RI2N/DRV: Multi-link ethernet for high-bandwidth and fault-tolerant network on PC clusters

  • Authors:
  • Shin'ichi Miura; Toshihiro Hanawa; Taiga Yonemoto;Taisuke Boku;Mitsuhisa Sato

  • Affiliations:
  • Center for Computational Sciences, University of Tsukuba, 1-1-1 Tennodai, Ibaraki 305-8577, Japan;Center for Computational Sciences, University of Tsukuba, 1-1-1 Tennodai, Ibaraki 305-8577, Japan;Graduate School of Systems and Information Engineering, University of Tsukuba, 1-1-1 Tennodai, Ibaraki 305-8577, Japan;Center for Computational Sciences, University of Tsukuba, 1-1-1 Tennodai, Ibaraki 305-8577, Japan;Center for Computational Sciences, University of Tsukuba, 1-1-1 Tennodai, Ibaraki 305-8577, Japan

  • Venue:
  • IPDPS '09 Proceedings of the 2009 IEEE International Symposium on Parallel&Distributed Processing
  • Year:
  • 2009

Quantified Score

Hi-index 0.00

Visualization

Abstract

Although recent high-end interconnection network devices and switches provide a high performance to cost ratio, most of the small to medium sized PC clusters are still built on the commodity network, Ethernet.
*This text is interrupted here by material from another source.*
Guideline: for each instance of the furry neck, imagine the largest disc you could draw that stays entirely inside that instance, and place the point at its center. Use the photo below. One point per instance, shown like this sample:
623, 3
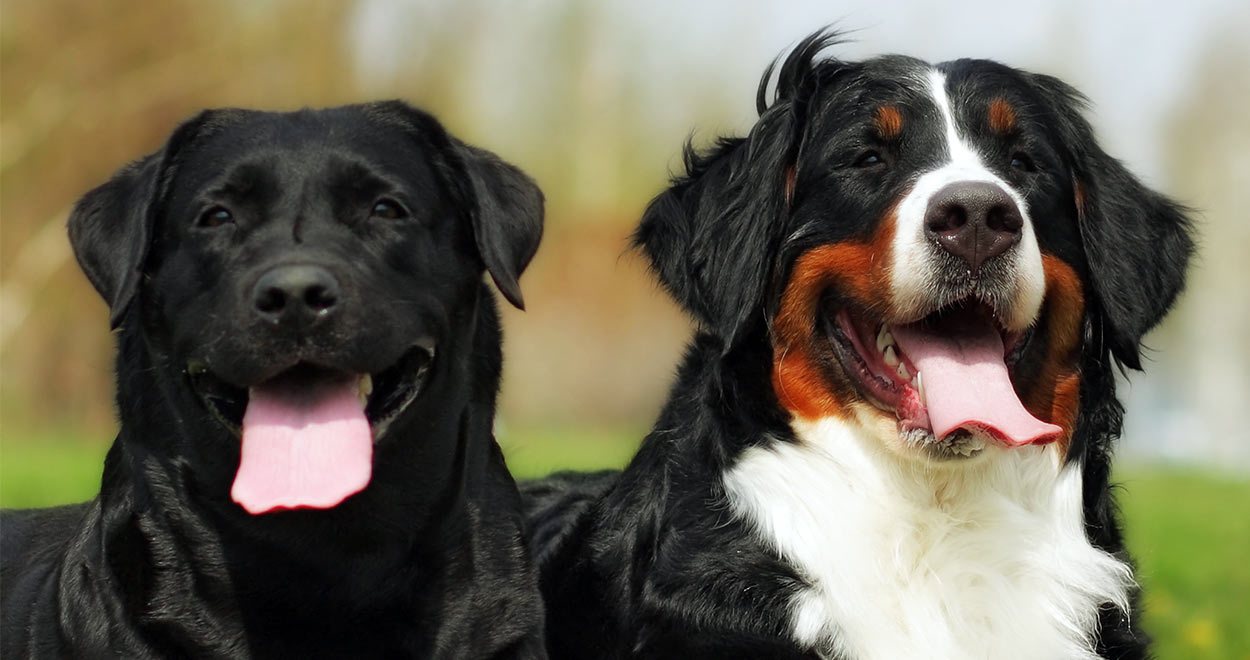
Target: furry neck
985, 559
To enhance performance on commonly used Gigabit Ethernet networks, link aggregation or binding technology is used. Currently, Linux kernels are equipped with software named Linux Channel Bonding (LCB), which is based IEEE802.3ad Link Aggregation technology. However, standard LCB has the disadvantage of mismatch with the TCP protocol; consequently, both large latency and bandwidth instability can occur. Fault-tolerance feature is supported by LCB, but the usability is not sufficient. We developed a new implementation similar to LCB named Redundant Interconnection with Inexpensive Network with Driver (RI2N/DRV) for use on Gigabit Ethernet. RI2N/DRV has a complete software stack that is very suitable for TCP, an upper layer protocol. Our algorithm suppresses unnecessary ACK packets and retransmission of packets, even in imbalanced network traffic and link failures on multiple links. It provides both high-bandwidth and fault-tolerant communication on multi-link Gigabit Ethernet. We confirmed that this system improves the performance and reliability of the network, and our system can be applied to ordinary UNIX services such as network file system (NFS), without any modification of other modules.